C’est précisément à ce type d’usages que contribue le projet d’aménagement du bassin du fleuve Nianija Bolong, qui vise à améliorer le développement du secteur primaire dans la région de Kaffrine, au Sénégal. Dans ce cadre, Incatema a non seulement entamé le débroussaillage du lit du fleuve sur un tiers de sa longueur avant la saison des pluies actuelle, mais a également lancé la mise en place du camp de chantier, avec la construction de divers bâtiments: le bâtiment administratif, un laboratoire pour le contrôle de la qualité des matériaux employés, des bureaux, un entrepôt, des cantines, une guérite de surveillance, etc.

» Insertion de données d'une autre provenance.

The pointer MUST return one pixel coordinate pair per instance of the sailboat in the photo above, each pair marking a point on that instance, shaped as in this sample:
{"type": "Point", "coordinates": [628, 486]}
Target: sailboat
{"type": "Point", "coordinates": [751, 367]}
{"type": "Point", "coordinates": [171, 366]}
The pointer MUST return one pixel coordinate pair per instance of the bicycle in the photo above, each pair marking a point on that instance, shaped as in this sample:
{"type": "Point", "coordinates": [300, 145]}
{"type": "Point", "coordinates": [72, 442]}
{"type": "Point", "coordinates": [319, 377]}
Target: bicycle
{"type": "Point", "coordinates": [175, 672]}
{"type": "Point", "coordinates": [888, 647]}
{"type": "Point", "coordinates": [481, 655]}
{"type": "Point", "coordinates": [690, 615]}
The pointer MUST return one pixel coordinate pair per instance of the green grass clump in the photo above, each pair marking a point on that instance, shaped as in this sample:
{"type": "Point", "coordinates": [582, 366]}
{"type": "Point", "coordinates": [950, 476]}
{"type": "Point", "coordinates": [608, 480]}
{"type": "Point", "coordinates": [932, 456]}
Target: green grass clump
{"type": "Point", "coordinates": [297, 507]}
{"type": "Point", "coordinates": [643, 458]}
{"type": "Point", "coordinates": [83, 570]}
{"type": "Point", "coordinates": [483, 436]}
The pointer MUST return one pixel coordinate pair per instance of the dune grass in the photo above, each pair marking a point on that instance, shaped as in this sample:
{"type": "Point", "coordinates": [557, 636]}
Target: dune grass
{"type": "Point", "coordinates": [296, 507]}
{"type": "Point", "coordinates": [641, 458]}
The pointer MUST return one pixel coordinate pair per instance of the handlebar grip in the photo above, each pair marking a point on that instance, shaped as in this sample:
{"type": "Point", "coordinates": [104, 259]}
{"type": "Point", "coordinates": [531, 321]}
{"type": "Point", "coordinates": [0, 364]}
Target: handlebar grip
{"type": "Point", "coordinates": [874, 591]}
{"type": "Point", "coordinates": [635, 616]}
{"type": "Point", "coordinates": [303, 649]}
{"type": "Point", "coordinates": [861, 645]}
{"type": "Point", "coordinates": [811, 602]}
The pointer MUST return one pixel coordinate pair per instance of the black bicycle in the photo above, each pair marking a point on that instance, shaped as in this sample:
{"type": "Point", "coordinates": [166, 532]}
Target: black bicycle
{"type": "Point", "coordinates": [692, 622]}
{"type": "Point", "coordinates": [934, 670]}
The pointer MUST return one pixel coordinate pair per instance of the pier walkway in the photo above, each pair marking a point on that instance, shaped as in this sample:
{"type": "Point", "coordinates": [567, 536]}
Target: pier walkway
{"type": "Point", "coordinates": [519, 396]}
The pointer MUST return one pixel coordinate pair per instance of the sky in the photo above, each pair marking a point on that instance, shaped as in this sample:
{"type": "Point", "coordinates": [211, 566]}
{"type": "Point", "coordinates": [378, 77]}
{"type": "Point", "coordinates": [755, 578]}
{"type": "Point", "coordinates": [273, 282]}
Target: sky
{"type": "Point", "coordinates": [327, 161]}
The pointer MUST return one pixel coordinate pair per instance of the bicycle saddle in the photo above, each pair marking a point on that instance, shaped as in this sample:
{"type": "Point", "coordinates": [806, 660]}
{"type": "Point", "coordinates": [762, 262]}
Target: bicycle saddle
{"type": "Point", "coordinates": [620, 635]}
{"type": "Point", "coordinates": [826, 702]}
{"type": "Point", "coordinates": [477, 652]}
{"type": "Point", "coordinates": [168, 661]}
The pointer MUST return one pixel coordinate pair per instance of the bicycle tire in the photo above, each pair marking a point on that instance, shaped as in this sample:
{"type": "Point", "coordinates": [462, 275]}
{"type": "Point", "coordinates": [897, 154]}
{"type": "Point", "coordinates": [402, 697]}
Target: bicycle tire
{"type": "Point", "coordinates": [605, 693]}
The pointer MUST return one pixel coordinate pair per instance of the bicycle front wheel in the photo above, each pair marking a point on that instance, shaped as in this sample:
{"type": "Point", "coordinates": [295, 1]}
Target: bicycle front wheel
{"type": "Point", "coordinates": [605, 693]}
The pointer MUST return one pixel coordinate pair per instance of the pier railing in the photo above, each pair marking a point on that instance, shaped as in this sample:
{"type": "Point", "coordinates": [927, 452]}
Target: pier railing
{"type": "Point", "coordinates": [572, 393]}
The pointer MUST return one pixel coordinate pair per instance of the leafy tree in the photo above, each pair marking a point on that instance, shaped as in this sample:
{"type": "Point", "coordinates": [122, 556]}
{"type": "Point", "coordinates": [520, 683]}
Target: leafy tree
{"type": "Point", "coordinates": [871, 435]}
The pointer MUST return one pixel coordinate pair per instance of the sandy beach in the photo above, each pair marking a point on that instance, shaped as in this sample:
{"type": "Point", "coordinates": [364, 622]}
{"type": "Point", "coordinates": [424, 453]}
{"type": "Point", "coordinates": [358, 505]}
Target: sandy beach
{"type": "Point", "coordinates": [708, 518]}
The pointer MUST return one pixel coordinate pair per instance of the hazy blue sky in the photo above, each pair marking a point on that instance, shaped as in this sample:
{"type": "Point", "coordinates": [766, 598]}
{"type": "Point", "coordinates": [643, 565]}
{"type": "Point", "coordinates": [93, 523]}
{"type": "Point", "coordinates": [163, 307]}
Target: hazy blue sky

Ces travaux s’inscrivent dans le lot 1 du Projet de mobilisation des ressources en eau (PROMOREN) du gouvernement sénégalais, dont l’objectif est de favoriser le développement agrosylvopastoral et de préserver les écosystèmes ruraux dans les bassins fluviaux, pour le compte de l’Office des lacs et cours d’eau (OLAC) du Ministère de l’Eau et de l’Assainissement, comme nous l’avons déjà mentionné ici.
La Semaine mondiale de l’eau se tient chaque année depuis 1991 sous l’égide de l’Institut international de l’eau de Stockholm (SIWI). Durant ces journées, des dirigeants du monde entier, des scientifiques, des gouvernements et des citoyens se réunissent afin de sensibiliser à la gestion durable de l’eau et de promouvoir des actions pour faire face à la crise hydrique mondiale.
Plus de 2,2 milliards de personnes dans le monde n’ont pas d’accès garanti à l’eau potable
Selon les données de l’Organisation mondiale de la Santé et de l’UNICEF, plus de deux milliards de personnes dans le monde ne disposent pas d’un accès à l’eau potable, la plupart en Afrique et en Asie, où les sécheresses prolongées, la pollution et le manque d’infrastructures sont fréquentes. La situation est aggravée par les effets du changement climatique, qui favorise la désertification, la fonte des glaciers et entraîne la surexploitation des nappes phréatiques.
Dans ce contexte, la directrice générale de l’OLAC, Diarra Sow, a visité en août le chantier du projet d’aménagement du bassin du fleuve Nianija Bolong et a exprimé sa satisfaction quant à l’avancement des travaux.